We find petitioner’s argument to be unpersuasive. Significantly, it ignores the express language at the beginning of this provision which makes it subject to other provisions of the statute and overlooks the fact that petitioner’s manslaughter conviction was a class B violent felony and his robbery conviction was a violent felony as well. Notably, Penal Law § 70.30 (1) (e) (iv), one of the sections referenced in Penal Law § 70.30 (1) (e) (i), addresses the situation where consecutive determinate sentences have been imposed for violent felony offenses. Penal Law § 70.30 (1) (e) (iv) provides: “Notwithstanding subparagraph (i) of this paragraph, the aggregate maximum term of consecutive *1316sentences, all of which are . . . determinate sentences, imposed for the conviction of two violent felony offenses committed prior to the time the person was imprisoned under any of such sentences and one of which is a class B violent felony offense, shall, if it exceeds [40] years, be deemed to be [40] years.” The above provision is the only one applicable to petitioner inasmuch as he received consecutive determinate sentences for two violent felony offenses.

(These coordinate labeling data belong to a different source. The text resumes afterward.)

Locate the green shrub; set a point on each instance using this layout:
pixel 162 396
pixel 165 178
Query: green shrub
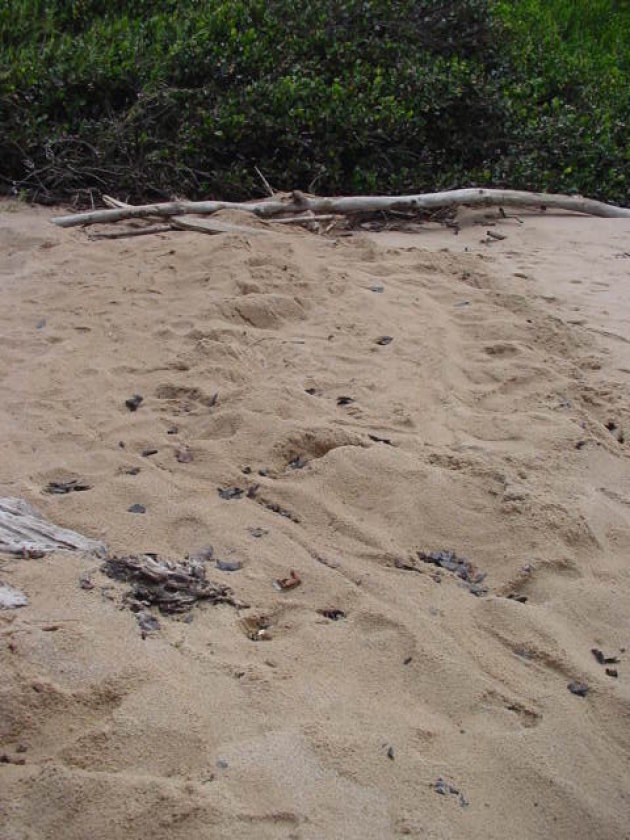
pixel 152 98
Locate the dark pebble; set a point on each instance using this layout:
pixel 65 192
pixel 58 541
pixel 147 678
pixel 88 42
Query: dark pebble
pixel 333 615
pixel 230 493
pixel 297 463
pixel 133 403
pixel 229 566
pixel 257 532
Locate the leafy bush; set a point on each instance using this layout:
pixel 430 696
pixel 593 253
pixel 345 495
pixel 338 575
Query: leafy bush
pixel 157 97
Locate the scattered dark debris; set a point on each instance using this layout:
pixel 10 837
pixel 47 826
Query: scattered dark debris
pixel 62 488
pixel 256 627
pixel 203 555
pixel 11 759
pixel 85 582
pixel 172 587
pixel 148 623
pixel 229 565
pixel 446 789
pixel 288 583
pixel 231 493
pixel 137 509
pixel 333 615
pixel 274 507
pixel 258 532
pixel 463 569
pixel 604 660
pixel 378 439
pixel 297 463
pixel 133 403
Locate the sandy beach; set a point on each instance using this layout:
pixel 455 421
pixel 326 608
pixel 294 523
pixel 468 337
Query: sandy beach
pixel 377 398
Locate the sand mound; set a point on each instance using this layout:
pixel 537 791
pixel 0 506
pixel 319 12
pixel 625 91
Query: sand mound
pixel 277 426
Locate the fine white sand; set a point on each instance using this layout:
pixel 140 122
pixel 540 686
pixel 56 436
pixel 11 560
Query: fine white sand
pixel 508 361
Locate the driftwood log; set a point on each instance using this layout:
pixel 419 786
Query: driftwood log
pixel 299 203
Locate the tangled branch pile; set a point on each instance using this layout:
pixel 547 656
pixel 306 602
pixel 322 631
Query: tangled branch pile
pixel 157 97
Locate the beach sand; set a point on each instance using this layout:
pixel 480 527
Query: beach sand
pixel 481 428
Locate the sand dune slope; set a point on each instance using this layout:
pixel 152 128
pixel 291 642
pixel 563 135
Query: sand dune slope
pixel 494 423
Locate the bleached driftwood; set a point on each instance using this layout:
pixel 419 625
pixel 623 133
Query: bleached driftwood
pixel 345 205
pixel 25 532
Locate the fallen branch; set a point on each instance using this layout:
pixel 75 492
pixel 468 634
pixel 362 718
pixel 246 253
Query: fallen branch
pixel 300 203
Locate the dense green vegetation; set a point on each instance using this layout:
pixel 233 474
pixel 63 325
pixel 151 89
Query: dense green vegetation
pixel 156 97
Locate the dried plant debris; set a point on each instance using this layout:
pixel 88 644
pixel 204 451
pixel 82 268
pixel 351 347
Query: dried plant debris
pixel 25 533
pixel 230 493
pixel 62 488
pixel 461 567
pixel 171 587
pixel 133 403
pixel 604 660
pixel 289 582
pixel 446 789
pixel 10 598
pixel 256 627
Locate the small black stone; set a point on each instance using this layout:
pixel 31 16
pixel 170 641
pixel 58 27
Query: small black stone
pixel 137 509
pixel 133 403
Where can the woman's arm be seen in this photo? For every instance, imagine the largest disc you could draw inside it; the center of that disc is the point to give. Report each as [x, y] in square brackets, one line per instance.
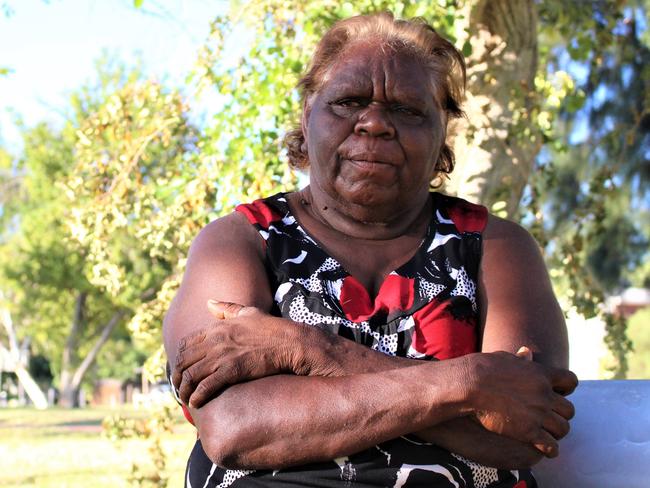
[259, 423]
[518, 307]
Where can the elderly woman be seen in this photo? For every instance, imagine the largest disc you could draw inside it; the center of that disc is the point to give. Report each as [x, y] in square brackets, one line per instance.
[365, 331]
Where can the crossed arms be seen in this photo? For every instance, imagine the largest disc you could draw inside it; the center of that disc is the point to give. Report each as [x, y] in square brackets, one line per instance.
[269, 393]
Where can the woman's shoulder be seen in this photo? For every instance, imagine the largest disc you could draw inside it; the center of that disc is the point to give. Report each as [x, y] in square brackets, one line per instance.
[263, 212]
[466, 216]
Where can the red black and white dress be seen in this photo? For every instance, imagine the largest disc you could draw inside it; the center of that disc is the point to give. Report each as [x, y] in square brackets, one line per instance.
[426, 310]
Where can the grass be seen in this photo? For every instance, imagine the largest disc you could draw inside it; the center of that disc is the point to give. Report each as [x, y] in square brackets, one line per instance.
[65, 448]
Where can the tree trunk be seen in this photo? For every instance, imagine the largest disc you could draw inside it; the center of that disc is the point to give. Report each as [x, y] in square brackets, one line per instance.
[69, 396]
[12, 356]
[497, 144]
[70, 393]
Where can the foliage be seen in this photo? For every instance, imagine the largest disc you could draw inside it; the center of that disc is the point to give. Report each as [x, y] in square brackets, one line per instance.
[66, 448]
[591, 191]
[639, 333]
[152, 429]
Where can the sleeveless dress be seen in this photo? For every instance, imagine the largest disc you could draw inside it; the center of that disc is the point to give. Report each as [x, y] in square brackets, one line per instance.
[426, 310]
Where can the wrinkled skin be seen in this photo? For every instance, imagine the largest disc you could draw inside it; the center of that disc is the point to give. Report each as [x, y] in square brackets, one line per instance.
[509, 395]
[373, 133]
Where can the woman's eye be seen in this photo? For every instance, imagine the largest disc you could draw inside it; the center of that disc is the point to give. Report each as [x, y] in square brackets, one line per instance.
[349, 103]
[406, 110]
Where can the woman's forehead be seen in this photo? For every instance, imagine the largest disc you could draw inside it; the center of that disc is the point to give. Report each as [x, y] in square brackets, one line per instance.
[362, 66]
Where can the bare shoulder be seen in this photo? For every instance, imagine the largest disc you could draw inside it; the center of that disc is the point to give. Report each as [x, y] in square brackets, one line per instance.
[232, 232]
[500, 231]
[517, 303]
[225, 263]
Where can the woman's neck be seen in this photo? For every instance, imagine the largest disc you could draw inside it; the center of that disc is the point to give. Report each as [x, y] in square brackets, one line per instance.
[360, 222]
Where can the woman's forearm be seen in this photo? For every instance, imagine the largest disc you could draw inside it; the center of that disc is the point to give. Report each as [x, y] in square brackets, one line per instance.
[461, 435]
[469, 439]
[284, 420]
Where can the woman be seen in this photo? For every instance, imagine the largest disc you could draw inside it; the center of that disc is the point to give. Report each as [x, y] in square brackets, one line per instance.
[340, 344]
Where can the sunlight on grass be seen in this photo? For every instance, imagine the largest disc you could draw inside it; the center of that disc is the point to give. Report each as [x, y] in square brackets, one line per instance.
[65, 448]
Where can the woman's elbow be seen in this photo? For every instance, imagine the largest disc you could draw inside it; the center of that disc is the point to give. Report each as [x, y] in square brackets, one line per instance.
[524, 458]
[225, 448]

However, given that he did not receive an aggregate maximum term of imprisonment of more than 40 years, he is not entitled to a reduction of the sentence under the statute. Supreme Court properly concluded that the recalculation of petitioner’s maximum aggregate term of imprisonment was not warranted and dismissed the petition.

Mercure, J.P., Rose, Lahtinen, Stein and McCarthy, JJ., concur. Ordered that the judgment is affirmed, without costs.